Oleh AHMAD FARISI*
Baru-baru ini (18/7) Rektor Universitas Islam Indonesia (UII) Yogyakarta Fathul Wahid membuat keputusan yang menghebohkan dunia akademik.
Betapa tidak, dengan tegas ia mengeluarkan Surat Edaran 2748/Rek/10/SP/VII/2024 yang memerintahkan agar ”gelar profesor” tak lagi disematkan dalam kegiatan surat-menyurat dan yang lain semacamnya. Alias cukup ditulis nama aslinya saja tanpa atribut gelar.
“Dalam rangka menguatkan atmosfir kolegial dalam tata kelola perguruan tinggi, bersama ini disampaikan bahwa seluruh korespondensi surat, dokumen, dan produk hukum selain ijazah, transkrip nilai, dan yang setara itu dengan penanda tangan Rektor yang selama ini tertulis gelar lengkap “Prof. Fathul Wahid, S.T., M.Sc., Ph.D.” agar dituliskan tanpa gelar menjadi “Fathul Wahid”,” tegas Falhul Wahib pada SE tersebut.
Dalam sekejap, keputusan Rektor UII itu menuai banyak pujian dari para insan akademis di berbagai perguruan tinggi. Banyak yang menilai langkah Rektor UII itu sebagai langkah yang positif.
Menurut Fathul Wahid, keputusan itu memang sengaja dilakukannya untuk ”mendesakralisasi gelar profesor” yang selama ini dianggap sebagai gelar sakral: menaikan status dan privilege.

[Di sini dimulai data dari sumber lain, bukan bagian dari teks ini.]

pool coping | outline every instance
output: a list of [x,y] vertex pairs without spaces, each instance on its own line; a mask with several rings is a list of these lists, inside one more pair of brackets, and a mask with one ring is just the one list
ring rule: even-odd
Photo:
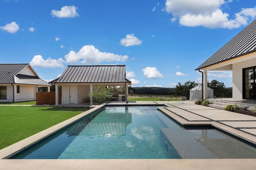
[[[159,102],[158,102],[159,103]],[[164,105],[167,103],[156,105]],[[123,105],[124,103],[112,105]],[[128,104],[126,106],[154,105],[152,102]],[[25,149],[31,145],[42,140],[57,131],[78,119],[100,109],[105,106],[111,104],[104,104],[96,106],[78,115],[28,137],[0,150],[0,169],[170,169],[170,167],[178,169],[256,169],[256,159],[6,159],[16,153]],[[161,109],[161,108],[158,109]],[[230,133],[238,137],[256,144],[256,137],[238,131],[219,123],[212,121],[189,121],[168,110],[164,111],[166,115],[183,125],[211,125],[216,128]]]

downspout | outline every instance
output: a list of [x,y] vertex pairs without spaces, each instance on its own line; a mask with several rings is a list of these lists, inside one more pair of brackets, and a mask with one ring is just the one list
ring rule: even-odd
[[12,84],[12,83],[11,84],[12,86],[12,102],[14,102],[14,86]]
[[202,73],[202,100],[204,100],[204,72],[200,71],[200,69],[198,69],[198,71]]

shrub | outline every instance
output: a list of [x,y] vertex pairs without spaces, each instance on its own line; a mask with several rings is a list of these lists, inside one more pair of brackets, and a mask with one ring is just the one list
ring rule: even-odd
[[204,106],[207,106],[208,104],[211,104],[212,103],[209,100],[204,100],[202,102],[201,105]]
[[202,103],[202,100],[198,100],[195,101],[195,104],[200,105]]
[[248,104],[242,104],[240,108],[243,110],[246,111],[248,110],[248,109],[250,107],[250,106]]
[[251,109],[251,111],[253,111],[254,112],[256,112],[256,106],[254,106],[253,109]]
[[233,109],[237,109],[239,107],[235,104],[228,104],[224,107],[224,109],[227,111],[232,111]]

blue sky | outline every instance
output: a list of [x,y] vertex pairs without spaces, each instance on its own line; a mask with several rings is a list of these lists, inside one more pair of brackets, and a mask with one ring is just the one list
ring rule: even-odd
[[[255,0],[0,0],[0,63],[48,82],[68,65],[121,64],[134,87],[201,83],[195,69],[255,19]],[[232,86],[231,72],[208,75]]]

Yang harus diakui, kesakralan gelar profesor itu telah membuat banyak orang tergoda untuk berburu gelar profesor secara tidak sehat.
Padahal, menurut Fathul Wahid, gelar profesor bukanlah gelar sembarangan yang bisa dibuat mainan. Melainkan terdapat tanggungjawab dan amanah besar yang harus dikerjakan. Bukan hanya sebagai status sosial yang dibuat untuk gaya-gayaan semata.
Selama ini, aktivitas perburuan gelar profesor secara tidak sehat ini memang sedang marak. Beberapa pihak, dari dosen, politisi dan beberapa petinggi di negeri ini terindikasi melakukannya.
Padahal, banyak dari mereka yang tidak memenuhi standar untuk mendapatkan gelar profesor atau diangkat sebagai guru besar/gubes. Seperti standar menulis di jurnal internasional bereputasi dan syarat mengajar minimal sepuluh tahun.
Karen itu, tak ayal bila beberapa di antara mereka yang kebelet jadi profesor terbukti melakukan sejumlah pelanggaran dalam prosesnya mendapat gelar profesor. Seperti menulis di jurnal predator yang keabsahannya dipertanyakan.
Sementara beberapa di antaranya juga terbukti menggunakan jasa ordal (orang dalam) di lingkungan Kemendikbudristek untuk meloloskan mereka-mereka yang kebelet jadi profesor namun tak memenuhi syarat.
Menurut laporan investigasi Majalah Tempo (7 Juli 2024) yang berjudul “Skandal Guru Besar Abal-abal”, menemukan ada belasan dosen di Universitas Lambung Mangkurat (ULM), Banjarmasin yang diduga merekayasa syarat permohonan agar mendapat gelar profesor.
Oleh sebab itu, di tengah maraknya perburuan gelar profesor yang dilakukan secara tidak sehat oleh banyak pihak, kita mengapresiasi langkah Rektor UII ini.
Kita berharap, gerakan desakralisasi gelar profesor ini mampu membuat semua kita tersadar bahwa, gelar profesor bukanlah gelar untuk gaya-gayaan belaka. Ada tanggung jawab moral dan pengabdian di dalamnya.